Humans make choices daily, as small as choosing what flavor donut they want and as big as marriage. So how often do college students change their major? And how does that choice affect them?
If you are thinking of changing your major, you aren’t alone. In fact, around 80% of students change their major once. That’s a whopping 80 in 100 people who choose a different life path.
However, it does not stop there. The average college student will go on to change their major three times, if not more, over their academic career. This goes to show that a decision this big is much like a marriage.
You usually date people to find out what you like and don’t like in a person. College isn’t much different. Sometimes you might think that a major is right for you, and the magic falls apart when you start studying it.
Below we will discuss further the effects of changing your major, how to declare a major change, and entering college as an undeclared major.
Effects of changing your major
When college students change their major, they should be prepared to undergo the consequences and benefits that come with it. For instance, changing your major might result in having to stay an extra year. Is it something you are willing to do?
Furthermore, you might have to take more classes, which adds to your tuition. Can you cover all the costs? Will you need an additional student loan? These thoughts are all something you must reflect on prior to making your decision.
Staying on an additional year or two can burn a hole through your pocket. You might be wondering, “Can College Tuition Be Negotiated?” Learn all about it in my article.
In addition, the future you have been working towards will now shift to your new career choice. For instance, switching to the health field might require you to go to medical school and have years of residence.
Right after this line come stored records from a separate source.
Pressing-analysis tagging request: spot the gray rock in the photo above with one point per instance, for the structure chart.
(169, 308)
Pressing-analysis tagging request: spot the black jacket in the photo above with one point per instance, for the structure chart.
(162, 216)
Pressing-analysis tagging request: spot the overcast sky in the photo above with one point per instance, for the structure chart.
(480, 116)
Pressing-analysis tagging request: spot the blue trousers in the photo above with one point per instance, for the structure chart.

Is that a challenge you are willing to face?
It is no secret that a significant decision can cause stress, worry, and even anxiety, but talking to those around you can help.
Studying something you are passionate about should never feel like a burden, so you might have to prioritize your likes above the benefits of the career you choose.
Recall that you are not alone. 1/3 of college students change their majors into something different than they had previously chosen. Life is all about that!
The first years of college
If you are starting your college career, you are working towards your Associate’s degree, meaning you will be taking general classes, such as math, science, and English, while introducing classes related to your major.
For instance, if you want to major in business, you could take an Intro to Marketing class or Advertisement. The first two years of college are where you can find yourself and choose your path.
Keep in mind that depending on how many credits you have towards your degree, you might not be allowed to change it, and you will be locked into that specific degree until you graduate. This might or might not apply to your college, but check to find out before it’s too late!
Declaring a major change
A lot of college students change their major; now, you are one of them. Once you have made your decision, you will most likely have to speak with your advisor.
The majority of colleges do not allow their students to change their majors without being in contact with an advisor. As soon as you decide on your major, make an appointment to see your college advisor and discuss the following steps.
Keep in mind that advisors have hundreds of students to deal with, so make the appointment as quickly as possible, as it might be weeks in advance.
Benefits of changing your major
Looking at the bright side, changing your major can have positive effects. You might find something you like better than what you originally started learning.
Moreover, you can continue to study your original major as a minor instead, allowing you to combine two things you like. You can also count it as experience in your resume.
College students change their majors quite often because they are supposed to figure out what they truly like. And what better way to do so than experiencing it firsthand?
Always remember that it is better to switch your major than find yourself unhappy in your career. Once you find the major that works for you, you won’t feel the need to change what you like.
If you need time to figure things out, you can always take a gap year to work a job and earn experience. Or to simply travel the world in hopes that inspiration will hit along the way.
Entering college as an undeclared major.
Most college applications ask applicants to choose their desired major to place them on the right track. Nevertheless, as previously mentioned, the first two years of college are more general areas of study and not related to your major.
Therefore, you can enter college as an “Undeclared Major” to give you time to find your way around. This gives you a total of four semesters to choose what you genuinely like to do.
In the meantime, you can speak to professors or students in the fields you might be curious about. Speaking to advisors can help you understand what kinds of classes you will be taking and what possible careers it might lead to.
Being an undecided major can have its disadvantages. For instance, instead of spreading your difficult classes around, you might have to take them all at once.
Summer terms and additional courses online might also have to be part of your plan if you do not want to fall behind. It isn’t an easy task, but it will give you more time to plan and figure out what you want.
Yes, plenty of college students change their majors. Some even enter college with Undeclared Majors. Only time and experience will tell what you genuinely wish to work towards.
You are not alone. Look around campus; the majority of the students around you have also felt, or feel, like you. Don’t stress about it too much, as making a lifelong decision is not meant to be easy. Choose wisely.